やはりどう考えても異常な状態だ。見た目も感触も前世で触ったスライムそのものなのに、人間の身体がスライムになるという突拍子もない現象が起きているんだ。
魔力が関係している、やはり未知の存在だ。この身体も、魔力が宿っている。これこそがファンタジーの世界、解明が難しいほどご都合の良い代物になっている。
今は難しいが、いつか必ず解明したいと、ヒコルはそう決意した。
ヒコルはスライムになった原因も大事だが、今はスライム人間になってできることを考えている。
まずはこの身体から取ったスライムを徹底的に調べ上げる。これなら客観的に調べやすい。
魔法を使うことにおいて、魔力感知はとても必要なことだ。身体に魔力が宿っている、その魔力にはその人特有の魔力があって、慣れれば相手がどこにいるか探ることも可能である。仲間や敵、索敵においてとても便利な能力だ。
その魔力感知でこのスライムをじっくり視てみると……、見た目より密度の濃い魔力が宿っていた。パッと見では気付かないくらい、深淵の領域にまで魔力が備わっている。
これは魔力切れになって当然だ。スライム人間になるのに魔力のコストが思ったよりかかっていたのだ。スライム人間の状態でさらに魔法なんか使ってしまったら、持久力が大きく下がる。

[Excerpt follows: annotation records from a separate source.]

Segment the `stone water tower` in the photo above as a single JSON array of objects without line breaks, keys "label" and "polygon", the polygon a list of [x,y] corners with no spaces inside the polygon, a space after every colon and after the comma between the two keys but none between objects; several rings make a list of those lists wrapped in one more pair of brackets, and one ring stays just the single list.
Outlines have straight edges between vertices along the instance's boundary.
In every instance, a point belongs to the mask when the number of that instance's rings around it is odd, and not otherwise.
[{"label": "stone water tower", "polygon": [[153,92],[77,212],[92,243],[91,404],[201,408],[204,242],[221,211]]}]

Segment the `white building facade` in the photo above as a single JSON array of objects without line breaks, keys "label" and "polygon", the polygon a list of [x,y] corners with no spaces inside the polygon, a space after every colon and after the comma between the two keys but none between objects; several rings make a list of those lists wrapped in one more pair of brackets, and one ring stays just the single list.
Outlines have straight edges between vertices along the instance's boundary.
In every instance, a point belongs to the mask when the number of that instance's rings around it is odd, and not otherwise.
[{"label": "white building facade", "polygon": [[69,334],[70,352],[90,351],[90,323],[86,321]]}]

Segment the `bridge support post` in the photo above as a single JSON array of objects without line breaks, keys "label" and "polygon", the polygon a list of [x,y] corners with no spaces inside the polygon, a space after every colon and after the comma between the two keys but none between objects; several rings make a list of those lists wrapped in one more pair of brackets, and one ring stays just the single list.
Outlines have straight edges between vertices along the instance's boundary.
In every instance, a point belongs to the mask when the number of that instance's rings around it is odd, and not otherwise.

スライムをもっと知るためには、魔法を使うのは控えていたほうが良いかもしれない。今後の実験のために魔力はできるだけ温存しておこう。
「ヒコル、実験のため魔力が思ったより必要なんだ。少し手伝ってくれないか?」
「ヒコル~~、あれ取ってくれない? お得意の物体浮遊術で!」
「お兄ちゃんまた見せてよ~! あの綺麗な『ハナビ』っていう魔法!!」
「今日の生物の授業は、実際に使い魔を鎮静するための魔力操作、いわゆる『躾』について教えていこう。基本的に縦社会で生きてきた魔物たちは、自分より魔力操作が上だと判断した者には服従、逆に下手だと下に見てしまう傾向がある。それじゃあヒコルくん、実際にやってみてくれ」
「ヒコル頼む! ホウキ乗りのテストの成績が悪いんだ、教えてくれ! 一緒に飛んでくれるだけで良い、見てバランス感覚を掴むからさ!」
魔力の温存ができない日々が続く。思えばヒコルは、普段から魔力を半分以上使用してしまう生活を送っている。魔力は体力そのもの、疲れて帰ってこない人なんかいないくらい、魔法は今引っ張りだこな時代なんだ。
(まあ半分ってとこかな、このまま帰って実験を進めてみようかな……。あ、でもその前に、)

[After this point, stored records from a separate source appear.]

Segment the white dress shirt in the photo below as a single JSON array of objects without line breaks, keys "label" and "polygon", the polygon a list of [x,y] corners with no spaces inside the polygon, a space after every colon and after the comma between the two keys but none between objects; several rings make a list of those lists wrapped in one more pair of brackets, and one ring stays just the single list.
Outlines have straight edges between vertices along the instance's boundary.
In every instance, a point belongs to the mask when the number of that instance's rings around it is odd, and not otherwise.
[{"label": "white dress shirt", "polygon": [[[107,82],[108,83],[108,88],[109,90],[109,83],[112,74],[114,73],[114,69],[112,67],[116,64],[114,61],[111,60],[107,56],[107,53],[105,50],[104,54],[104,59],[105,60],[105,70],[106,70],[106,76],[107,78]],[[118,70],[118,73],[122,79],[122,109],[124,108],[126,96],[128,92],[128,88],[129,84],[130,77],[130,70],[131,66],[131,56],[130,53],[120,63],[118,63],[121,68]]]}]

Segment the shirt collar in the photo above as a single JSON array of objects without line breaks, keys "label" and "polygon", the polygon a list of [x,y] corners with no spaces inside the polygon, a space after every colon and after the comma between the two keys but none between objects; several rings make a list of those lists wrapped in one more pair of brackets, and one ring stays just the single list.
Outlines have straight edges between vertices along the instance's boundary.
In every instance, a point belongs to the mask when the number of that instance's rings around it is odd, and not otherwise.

授業が終わった、いわゆる放課後にヒコルは教室から出てある場所へ向かう。
フリッシュ学園の隣には、大きな図書館が備わっている。そこは学生以外の人たちも入館が可能で、それでいて学園側が管理を行っている。掃除の時間に学生から派遣して清掃してもらうことも、授業の場所がこの図書館になることもある。
しかし学生の間ではここをまともに使う勤勉者はそういない。知識の亡者であるヒコルくらいだった。
「あらこんにちはヒコルさん、もう授業が終わる時間でしたか」
あまりの常連さに、受付の人から名前を覚えられているくらいだ。ヒコルは全然受付の人の名前を知らないが。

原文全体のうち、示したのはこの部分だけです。